Ella, por su parte, dio parte a los servicios de emergencia, trasladándose al rancho oficiales de las Policías Estatal y Municipal de Pabellón de Arteaga y hasta de Rincón de Romos.
Al llegar, el joven los condujo hasta el sitio donde se hallaban los cuerpos, por lo que los uniformados, al tenerlos a la vista, confirmaron que se trataba de un hombre y una mujer y que se hallaban en estado de putrefacción.

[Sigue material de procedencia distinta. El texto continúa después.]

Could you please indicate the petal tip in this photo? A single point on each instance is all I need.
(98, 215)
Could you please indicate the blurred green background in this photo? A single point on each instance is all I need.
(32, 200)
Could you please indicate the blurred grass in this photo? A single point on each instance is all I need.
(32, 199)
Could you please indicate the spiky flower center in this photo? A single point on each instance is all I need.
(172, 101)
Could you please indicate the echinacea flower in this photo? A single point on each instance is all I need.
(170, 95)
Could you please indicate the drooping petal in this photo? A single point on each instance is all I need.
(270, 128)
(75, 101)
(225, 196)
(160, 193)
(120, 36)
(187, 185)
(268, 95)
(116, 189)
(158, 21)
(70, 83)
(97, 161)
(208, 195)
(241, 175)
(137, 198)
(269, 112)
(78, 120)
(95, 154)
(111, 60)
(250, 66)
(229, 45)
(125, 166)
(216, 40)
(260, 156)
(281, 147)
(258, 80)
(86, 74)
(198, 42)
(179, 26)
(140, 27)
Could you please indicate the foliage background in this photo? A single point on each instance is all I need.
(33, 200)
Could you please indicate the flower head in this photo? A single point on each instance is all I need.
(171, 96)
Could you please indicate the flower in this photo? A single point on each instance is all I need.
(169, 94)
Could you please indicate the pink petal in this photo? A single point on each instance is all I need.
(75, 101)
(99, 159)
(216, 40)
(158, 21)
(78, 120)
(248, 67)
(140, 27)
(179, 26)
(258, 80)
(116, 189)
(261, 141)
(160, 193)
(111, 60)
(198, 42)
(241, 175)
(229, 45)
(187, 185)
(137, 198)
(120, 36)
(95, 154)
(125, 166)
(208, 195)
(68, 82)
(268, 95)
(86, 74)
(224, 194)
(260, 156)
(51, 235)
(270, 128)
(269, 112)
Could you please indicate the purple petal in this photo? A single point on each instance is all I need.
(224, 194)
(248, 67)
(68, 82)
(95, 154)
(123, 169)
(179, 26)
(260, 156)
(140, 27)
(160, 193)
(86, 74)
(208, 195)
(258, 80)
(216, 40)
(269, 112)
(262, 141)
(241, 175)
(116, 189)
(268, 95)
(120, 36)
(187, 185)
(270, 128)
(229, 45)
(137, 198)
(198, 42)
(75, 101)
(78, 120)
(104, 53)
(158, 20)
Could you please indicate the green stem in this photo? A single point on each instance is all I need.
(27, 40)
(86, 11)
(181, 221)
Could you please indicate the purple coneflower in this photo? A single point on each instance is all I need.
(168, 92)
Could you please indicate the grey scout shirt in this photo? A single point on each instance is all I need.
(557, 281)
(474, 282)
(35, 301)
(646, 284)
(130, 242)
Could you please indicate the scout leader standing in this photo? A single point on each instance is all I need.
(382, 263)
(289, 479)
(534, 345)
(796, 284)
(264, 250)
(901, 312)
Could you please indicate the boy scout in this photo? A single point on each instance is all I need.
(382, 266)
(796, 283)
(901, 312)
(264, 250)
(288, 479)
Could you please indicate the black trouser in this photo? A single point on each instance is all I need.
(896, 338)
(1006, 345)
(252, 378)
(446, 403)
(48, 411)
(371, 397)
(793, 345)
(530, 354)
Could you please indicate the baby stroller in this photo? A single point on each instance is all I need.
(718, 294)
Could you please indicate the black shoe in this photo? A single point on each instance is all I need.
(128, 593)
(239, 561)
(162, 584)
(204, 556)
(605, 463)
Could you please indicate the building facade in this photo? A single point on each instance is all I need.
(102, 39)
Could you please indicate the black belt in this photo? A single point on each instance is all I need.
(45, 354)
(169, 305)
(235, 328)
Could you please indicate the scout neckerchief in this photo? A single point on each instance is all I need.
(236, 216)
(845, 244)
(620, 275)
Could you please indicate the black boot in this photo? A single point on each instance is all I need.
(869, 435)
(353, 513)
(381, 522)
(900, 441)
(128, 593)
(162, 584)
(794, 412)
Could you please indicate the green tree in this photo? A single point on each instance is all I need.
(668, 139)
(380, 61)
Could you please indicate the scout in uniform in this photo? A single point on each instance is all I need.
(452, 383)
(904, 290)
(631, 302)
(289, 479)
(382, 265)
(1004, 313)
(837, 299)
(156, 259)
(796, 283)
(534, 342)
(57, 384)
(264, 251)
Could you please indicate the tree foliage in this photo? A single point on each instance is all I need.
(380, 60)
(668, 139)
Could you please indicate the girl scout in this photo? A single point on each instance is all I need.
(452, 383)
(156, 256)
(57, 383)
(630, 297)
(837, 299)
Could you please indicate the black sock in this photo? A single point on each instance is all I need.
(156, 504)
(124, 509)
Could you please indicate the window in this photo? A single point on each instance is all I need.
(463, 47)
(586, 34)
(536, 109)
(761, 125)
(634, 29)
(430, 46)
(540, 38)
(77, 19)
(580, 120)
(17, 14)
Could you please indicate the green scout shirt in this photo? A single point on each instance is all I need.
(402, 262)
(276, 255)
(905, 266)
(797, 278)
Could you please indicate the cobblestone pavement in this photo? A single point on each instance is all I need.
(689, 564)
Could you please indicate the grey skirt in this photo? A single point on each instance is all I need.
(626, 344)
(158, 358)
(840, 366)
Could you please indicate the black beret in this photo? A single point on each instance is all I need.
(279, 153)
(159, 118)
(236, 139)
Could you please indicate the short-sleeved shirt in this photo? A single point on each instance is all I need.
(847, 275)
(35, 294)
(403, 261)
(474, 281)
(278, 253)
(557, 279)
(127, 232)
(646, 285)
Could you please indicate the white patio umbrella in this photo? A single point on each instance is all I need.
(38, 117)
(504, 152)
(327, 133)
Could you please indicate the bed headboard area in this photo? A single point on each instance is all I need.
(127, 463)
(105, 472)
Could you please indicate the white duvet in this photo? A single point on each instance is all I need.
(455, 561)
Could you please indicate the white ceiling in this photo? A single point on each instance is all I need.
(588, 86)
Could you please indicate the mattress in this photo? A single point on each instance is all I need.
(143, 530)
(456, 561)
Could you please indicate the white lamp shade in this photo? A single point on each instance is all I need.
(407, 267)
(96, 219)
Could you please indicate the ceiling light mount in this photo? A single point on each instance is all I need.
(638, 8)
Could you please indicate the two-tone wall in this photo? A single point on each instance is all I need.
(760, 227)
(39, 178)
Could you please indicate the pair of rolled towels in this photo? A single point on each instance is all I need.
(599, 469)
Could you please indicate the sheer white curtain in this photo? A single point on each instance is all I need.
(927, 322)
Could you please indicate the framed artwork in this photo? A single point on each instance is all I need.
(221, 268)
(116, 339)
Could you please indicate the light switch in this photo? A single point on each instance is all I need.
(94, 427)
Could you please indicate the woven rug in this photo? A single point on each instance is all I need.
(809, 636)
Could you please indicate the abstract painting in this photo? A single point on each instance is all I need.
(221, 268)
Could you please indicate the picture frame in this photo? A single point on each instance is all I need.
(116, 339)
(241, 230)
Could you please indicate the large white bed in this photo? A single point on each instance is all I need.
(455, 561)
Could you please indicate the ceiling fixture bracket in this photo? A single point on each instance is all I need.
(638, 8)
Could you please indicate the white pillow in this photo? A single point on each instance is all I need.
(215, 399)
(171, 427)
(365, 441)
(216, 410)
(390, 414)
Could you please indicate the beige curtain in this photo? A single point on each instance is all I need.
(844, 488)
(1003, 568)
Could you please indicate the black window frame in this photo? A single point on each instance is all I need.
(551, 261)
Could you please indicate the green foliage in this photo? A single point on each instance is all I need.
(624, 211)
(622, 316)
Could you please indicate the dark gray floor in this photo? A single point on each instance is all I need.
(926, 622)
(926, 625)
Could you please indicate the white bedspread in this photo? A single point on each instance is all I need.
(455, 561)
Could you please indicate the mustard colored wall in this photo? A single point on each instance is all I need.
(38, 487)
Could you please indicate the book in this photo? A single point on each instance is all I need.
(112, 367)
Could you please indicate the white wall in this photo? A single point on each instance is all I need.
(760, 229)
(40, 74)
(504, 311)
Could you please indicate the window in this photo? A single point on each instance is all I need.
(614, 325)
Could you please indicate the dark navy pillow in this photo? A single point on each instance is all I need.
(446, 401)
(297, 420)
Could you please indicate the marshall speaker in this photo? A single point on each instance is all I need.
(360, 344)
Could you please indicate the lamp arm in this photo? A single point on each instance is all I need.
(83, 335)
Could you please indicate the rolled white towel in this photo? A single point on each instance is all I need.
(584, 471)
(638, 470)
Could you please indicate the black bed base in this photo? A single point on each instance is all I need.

A simple vista, aparentaban que habían sido calcinados.
Entre la maleza observaron un cráneo y huesos así como un par de tenis en color blanco, y se percataron que la otra víctima estaba envuelta en una sábana.
Incluso, a un lado de los restos detectaron una llave con una memoria.
Ante esto, los elementos de Seguridad Pública procedieron a acordonar el área para cuidar el escenario del hallazgo y notificaron del hallazgo a la Fiscalía General del Estado.
Por lo anterior, al rancho se dirigieron agentes de la Policía Ministerial para realizar las primeras investigaciones del caso, entrevistando tanto al joven que encontró los cuerpos como a su mamá para conocer su versión de los hechos.
También acudieron elementos de la Dirección General de Investigación Pericial, que realizaron las diligencias correspondientes, entre ellas el levantamiento de algunos indicios, para finalmente trasladar los cuerpos al Servicio Médico Forense a fin de practicarles algunos estudios y determinar las causas y el tiempo de muerte, así como para tratar de identificar a las víctimas.